PerformanceWarning: DataFrame is highly fragmented
See original GitHub issueWhich version are you running? The lastest version is on Github. Pip is for major releases. 0.3.2b0
Upgrade. I appear to be running the latest (?)
Describe the bug When adding technical indicators to an existing data frame, I receive the following warning:
PerformanceWarning: DataFrame is highly fragmented. This is usually the result of calling `frame.insert` many times, which has poor performance. Consider using pd.concat instead. To get a de-fragmented frame, use `newframe = frame.copy()`
These warnings are reduced when I implement the suggestion of newframe = frame.copy()

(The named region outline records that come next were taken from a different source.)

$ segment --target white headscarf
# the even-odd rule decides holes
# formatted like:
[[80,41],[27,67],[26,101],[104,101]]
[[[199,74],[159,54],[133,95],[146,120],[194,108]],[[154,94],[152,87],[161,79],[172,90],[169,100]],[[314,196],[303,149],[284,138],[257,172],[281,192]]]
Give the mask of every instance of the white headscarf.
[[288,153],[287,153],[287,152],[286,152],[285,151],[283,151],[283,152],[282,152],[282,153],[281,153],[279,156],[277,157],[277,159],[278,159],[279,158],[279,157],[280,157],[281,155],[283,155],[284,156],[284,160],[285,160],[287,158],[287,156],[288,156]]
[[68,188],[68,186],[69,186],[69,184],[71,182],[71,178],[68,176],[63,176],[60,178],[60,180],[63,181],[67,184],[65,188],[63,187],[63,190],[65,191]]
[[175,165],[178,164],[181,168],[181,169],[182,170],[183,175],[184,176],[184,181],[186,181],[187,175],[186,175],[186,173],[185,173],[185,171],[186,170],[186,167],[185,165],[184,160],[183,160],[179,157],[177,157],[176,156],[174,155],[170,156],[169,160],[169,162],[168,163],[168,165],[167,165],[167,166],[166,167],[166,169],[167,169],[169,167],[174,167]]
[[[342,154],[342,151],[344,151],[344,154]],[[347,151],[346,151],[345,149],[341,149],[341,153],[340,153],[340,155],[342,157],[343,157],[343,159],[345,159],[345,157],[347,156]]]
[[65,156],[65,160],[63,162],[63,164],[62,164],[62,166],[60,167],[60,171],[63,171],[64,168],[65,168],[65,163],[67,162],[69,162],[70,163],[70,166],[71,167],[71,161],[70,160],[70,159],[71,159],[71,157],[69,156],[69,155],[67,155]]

, but not eliminated. I believe fragmentation is happening during pandas-ta calls, but I can’t tell for sure because there is no trace.
To Reproduce
I start with a DataFrame populated with just the right columns for pandas-ta. Then add technical indicators like so:
for n in self.__SMA_INTERVALS:
key = "SMA_{}".format(n)
df[key] = ta.sma(df["Close"], length=n)
df[key] = df[key].fillna(0)
df = df.copy()
I’m not sure whether the warnings come from the SMA indicator. I’m adding SMA, EMA, MACD, STOCH, RSI, ADX, CCI, AROON, BBANDS, the ta.cmf one (Chaikin’s AD??), and OBV
Expected behavior No warnings or excessive fragmentation during the computations.
Screenshots N/A
Additional context pandas: 1.3.0 pandas-ta: 0.3.2b0 python: 3.9.6 numpy: 1.21.0
Thanks for using Pandas TA!
Issue Analytics
- State:
- Created 2 years ago
- Comments:6 (2 by maintainers)
Top GitHub Comments
Hello @mikeperalta1,
I am aware of the
PerformanceWarning
(PW), but it’s just a warning and not a bug. It was never a warning in prior versions of Pandas. So you can downgrade to an earlier Pandas version, or you can suppress the warning. In fact the current development version does suppress the PW until a permanent fix is in place.It occurs when you are appending a Pandas DataFrame to an existing Pandas DataFrame. They recommend using
pd.concat()
to quickly combine two or more DataFrames. It is not because of an internal calculation of an indicator.In Pandas TA, it occurs in the internal method
_append
of the main Pandas TA DataFrame extension class when trying to append the resultant (aroon, bbands, et al) DataFrame to current DataFrame and almost never when appending a resultant (sma, rsi, et al) Series to the current DataFrame.Furthermore, I have already tried to use
pd.concat()
andframe.copy()
in the_append()
method to make the PW disappear to no avail. In fact, it would not append the resultant DataFrame to the current DataFrame as expected like it currently does in the for loop:https://github.com/twopirllc/pandas-ta/blob/1deb7559f626d2a5cf664b6c0af7a8016a53bfca/pandas_ta/core.py#L416-L418:
which is generating this PW. Now this is either a Pandas bug or I am coding
pd.concat
incorrectly. 🤷🏼♂️ I am open to contributions to fix this Issue as it obviously a concern. 😎Hope this helps!
Kind Regards, KJ
@twopirllc Thank you for that thorough explanation! I suppose for now I will simply mute the warning.